A small South-East restaurant group plans to offer customers free use of what it is calling a ‘phonetentiary’ – a penitentiary for phones in order to encourage conversations.
The Tea Terrace chain, which operates three restaurants and cafes at House of Fraser department stores in London and Guildford, dreamed up the idea after noticing how many customers were spending all their time on their phones.
The Phonetentiary is a small box with a combination lock which will be offered to customers to use at their tables.
The box looks like a normal book on the outside and has a concealed compartment for the phones under the book cover. “We wanted it not to look out of place at the dining table so made it in the shape of a book”, explained managing director Ehab Shouly.

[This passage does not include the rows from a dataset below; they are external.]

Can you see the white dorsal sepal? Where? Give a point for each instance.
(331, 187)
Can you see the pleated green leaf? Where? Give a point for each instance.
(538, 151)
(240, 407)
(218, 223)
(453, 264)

Only the waiting staff of The Tea Terrace know the combination lock number. Guests can put their phones on silent mode and lock them in the Phonetentiary for the duration of their meal or until they request their server to open it for them.
The Phonetentiary stays at the guests’ table at all times and its use is free of charge.
The idea behind this is to encourage customers to have more quality conversations at the breakfast, lunch or dinner table away from the digital distractions of their smart phones.
“We want to bring back good old conversations,” added Rowena Shouly, director of The Tea Terrace. “Very often we see guests, especially families with tweens or teenagers, not engaging in conversation because the children are on their smart phones. Or sometimes friends would be busy posting photos of themselves at our tea rooms or their food or our lovely throne chairs on social media. We want to offer them a chance to really engage with each other more.”
The Phonetentiary will also be available for customers to buy to take home with them in case they want to try this social experiment at home to see if it helps create better quality time for the family.